I’ve neglected Spell the Month in Books in the last few months. It was only when I saw a few posts in my blog feed that I remembered all about this meme.

It’s perfect timing actually because ithe current heatwave in the UK has frazzled my brain so much I don’t think I have the energy to write a book review.

Usually there is a theme for each month (making it doubly difficult) but our host — Jana of Reviews from the Stacks — is otherwise occupied by the demands of a new baby. So we get a free choice.

I’m taking a very easy option by spelling the month with books that are on my wishlist. Two of these are new publications that might make it onto the Booker Prize longlist (the announcement is due Tuesday, 28 July 2026).

I’ve yet to read Shuggie Bain, the novel which gained Stuart the Booker Prize in 2020. I’ll get to it one day. In the meantime his latest novel John of John has caught my attention. It’s set in the isolated, religiously strict community of the Isle of Harris in Scotland during the late 1990s and has been described as a modern day version of the prodigal son parable.
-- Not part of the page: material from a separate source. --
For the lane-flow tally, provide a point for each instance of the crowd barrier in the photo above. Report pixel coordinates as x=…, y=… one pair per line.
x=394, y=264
This is a 2015 debut novel by Nigerian-American author Chinelo Okparanta Set in 1960s Nigeria it follows the story of Ijeoma, a girl growing up in war-torn Nigeria who must come to term with her sexuality and the conflict this presents in society. This will fit nicely into my Adventures in African Literature project.

The Year of the Runaways by British author Sunjeev Sahota was shortlisted for the 2015 Man Booker Prize. The narrative focuses on the lives of three Indian men who live together with other migrant workers in a house in Sheffield, England. One of them is married but his wife barely knows, or wants to know, him and lives separately in a flat.

.If you fancy having a go at Spell the Month, you’ll find all the info you need on the website of the host, Reviews From the Stacks.

7 responses to “Spell the Month in Books: July 2026”

  1. Forecast max. 27 today! I’m both thrilled and alarmed: I once thought that was hot.

    Very much enjoyed the Sahota.

    1. The breeze was such a welcome relief today. Sadly the temperatures and the humidity are rising in the rest of the week.

  2. You’ve bookended your choices with books I’ve read and enjoyed. As to the Maggie O’Farrell … I’m something like 140th in the queue at the library (but they will have multiple copies..)

  3. So it’s still hot?
    The weather here is strange. We’ve had some very cold nights (near freezing) and some miserable wet and windy days straight up from the Antarctic, but outside my window — in bloom as if it were spring — is my beautiful white jasmine. I have yet to see one of the little finches that makes a nest in there, but it won’t be long… unless the birds are smarter than the flowers!

    1. Oh yes it’s hot – we’re into week two of it now. today was a little respite thanks to some breeze but the rest of the week is very high 20s and high humidity.

  4. Well done for (a) just surviving this extreme hear, and (b) this creative and timely response to the meme. A couple of these sound tough reads though.

    1. They won’t be as tough as Quartet (Jean Rhys) which I finished recently.